2 thoughts on “Letter from Berkeley | What Do Campus Encampment Protesters Really Want?

  1. David Wasser says:

    I really appreciate the chance to hear the thoughts of the spokesperson for this encampment. I’m distressed, though, at his insistence that his group’s stance on this issue is “not that deep,” “not that philosophical,” and doesn’t require “so much questioning.” I thought people went to college because they wanted to learn to think deeply, be philosophical (literally “loving knowledge”), and to actively question their own, and others’, preconceptions, assumptions, biases, understandings, etc.? It’s quite unsettling that students at an elite educational institution are content to insist that the most complex and confounding situation of the last 100 years is “not that deep.”

    I’m left with a couple of questions.
    1. Does the college/university belong to the students? They pay for services from the university – e.g. the right to attend classes, a place to live, maybe they buy a meal plan, etc. Does this make them owners of the school with a right to dictate how the college is run? That would seem to be an untenable assumption given the ever changing sentiments of cohort after cohort entering the college. What if the environmentalists at a college demanded divestment from all businesses that profit from the use of fossil fuels? What if vegetarian students demanded divestment from any business involve in the production or sale of animal products? No institution like this can function without investments; and no investment portfolio can succeed if it is continuously subject to disruption at the whims of any particular interest group.
    2. If they object to the school’s investments, why did they voluntarily accept admission knowing their tuition dollars would be used by the school as it sees fit? Aren’t they as complicit in everything the school supports as the school is? Should they have done their research before entering into a contract with the school? Wouldn’t the ethical thing to do now be withdrawing from the school? If I disagree with McDonalds’ investments, I’m not going to continue buying their food on a daily basis. I’m going to stop patronizing them. That’s how you, as a consumer or customer, make your objections felt. It doesn’t strike me as if these students understand how to enact change.
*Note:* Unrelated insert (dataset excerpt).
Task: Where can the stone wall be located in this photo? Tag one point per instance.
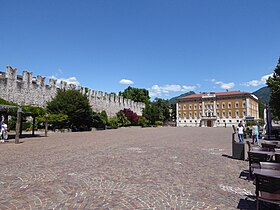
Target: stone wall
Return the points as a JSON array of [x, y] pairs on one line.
[[29, 90]]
A protest without commitment is just theater.

    1. Robin Birdfeather says:

      David Wasser, excellent, timely and fair questions, also for faculty and staff at the University to contemplate. It is definitely disturbing that these students do not apparently understand the importance of working for and filling out a vision of the day after because there always is one, which is not just one day of course. There is a deep lack of historical background in the students and apparently many others as if history had no place in how they got there in the first place. The why and the how factors are missing in any deep sense at all, these demands lacking context other than surface ones that are easy to grab and put on social media for who knows what surface showoff purposes. It might be interesting to talk to these same students 20 years from now.